The previous year, the party had launched its so-called Freedom Bill, detailing “how we intend to roll back the draconian laws” passed by various administrations. The “sacrifices of freedoms” made by successive governments, wrote one of their leading MPs in The Guardian, “often seem small, particularly when they are pushed through at times of panic about terrorism, yet the cumulative effects of this salami-slicing have now become deeply corrosive to the free spirit of a civil society. We are slowly becoming the authoritarian threat that we are fighting.”

Really. So one day Britain is detaining without charge someone suspected of plotting to murder children, the next we’re decapitating or blowing up innocents? Such are the weasel words trotted out by those keen to parade their liberal credentials while remaining comfortably isolated from, and unaffected by, the terrorism that is devastating those in the firing line.

Take Liberty, the UK civil rights group.

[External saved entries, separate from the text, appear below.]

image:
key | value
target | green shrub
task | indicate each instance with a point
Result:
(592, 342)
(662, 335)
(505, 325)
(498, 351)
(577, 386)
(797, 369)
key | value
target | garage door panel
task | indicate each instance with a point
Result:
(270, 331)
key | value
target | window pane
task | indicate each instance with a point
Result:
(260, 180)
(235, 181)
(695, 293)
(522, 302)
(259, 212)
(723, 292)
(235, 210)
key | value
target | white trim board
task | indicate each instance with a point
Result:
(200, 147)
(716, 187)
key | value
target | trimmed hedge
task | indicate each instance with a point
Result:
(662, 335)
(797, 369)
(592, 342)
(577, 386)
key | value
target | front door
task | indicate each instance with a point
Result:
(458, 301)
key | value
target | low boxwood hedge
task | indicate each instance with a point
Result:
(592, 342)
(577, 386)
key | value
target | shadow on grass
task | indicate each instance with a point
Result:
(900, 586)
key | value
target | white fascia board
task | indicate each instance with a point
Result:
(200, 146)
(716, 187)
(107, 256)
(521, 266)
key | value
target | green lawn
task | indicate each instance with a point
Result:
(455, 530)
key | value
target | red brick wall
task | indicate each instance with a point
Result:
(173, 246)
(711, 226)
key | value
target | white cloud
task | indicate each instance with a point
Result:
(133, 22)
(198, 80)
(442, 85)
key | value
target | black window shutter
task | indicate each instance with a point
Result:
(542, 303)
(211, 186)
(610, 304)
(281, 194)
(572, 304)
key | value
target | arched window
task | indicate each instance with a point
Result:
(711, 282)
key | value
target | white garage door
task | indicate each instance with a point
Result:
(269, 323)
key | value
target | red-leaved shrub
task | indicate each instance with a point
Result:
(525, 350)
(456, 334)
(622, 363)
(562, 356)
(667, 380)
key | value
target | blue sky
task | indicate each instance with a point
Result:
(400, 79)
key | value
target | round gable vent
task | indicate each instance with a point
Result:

It concedes that “human rights law requires the State to take steps to protect the right to life – which includes measures to prevent terrorism”, but insists that “all too often, the risk of terrorism has been used as the basis for eroding our human rights and civil liberties”.

Liberty boasts that it has “campaigned tirelessly, both in Parliament and in the courts, against indefinite detention without charge and … TPIM regimes”. Terrific. Well done. But what greater human right is there than the right to life?

Even in the wake of the murders in Manchester and London, the usual spurious cant is still being trotted out. May spoke of fresh efforts afoot to regulate the internet. Cue Tim Farron, leader of the Liberal Democrats: “If we turn the internet into a tool for censorship and surveillance”, he bleated, “the terrorists will have won.”

Rubbish. The terrorists “win” when a soft-bellied society shies away in distaste from taking effective measures, leaving the terrorists free to murder that society’s children.

Khuram Butt, the leader of the London Bridge murder squad, had been reported to police as a suspected extremist and had even appeared last year in a TV documentary about UK jihadis, in which he was seen parading with an ISIL flag in a London park. Absolutely nothing was done, and his civil liberties remained unimpaired. Think for a moment how the authorities in the UAE might have reacted to a similar reported sighting in a park in Abu Dhabi or Dubai.

Of course, when the UAE has acted publicly against individuals it perceives as a threat to the country and its people, it comes in for shrill criticism from western liberal groups. When 68 Islamists were jailed in the UAE in 2013 for plotting a coup, the country was condemned by Human Rights Watch and other organisations. In 2014, Abu Dhabi jailed 30 people accused of running a local branch of the Muslim Brotherhood, proscribed as a terror organisation, earning well-publicised rebukes from Amnesty International and the UK-based Emirates Centre for Human Rights (an organisation exposed by The National the same year as having links to the brotherhood).

Luckily for its citizens, the government of the UAE is impervious to such sniping, as it should be. It is, after all, the first duty of any government to protect its people. In the UK, however, the government continues to balk at doing what needs to be done, leaving its people to pay with their lives for the conceits of liberal hand-wringers.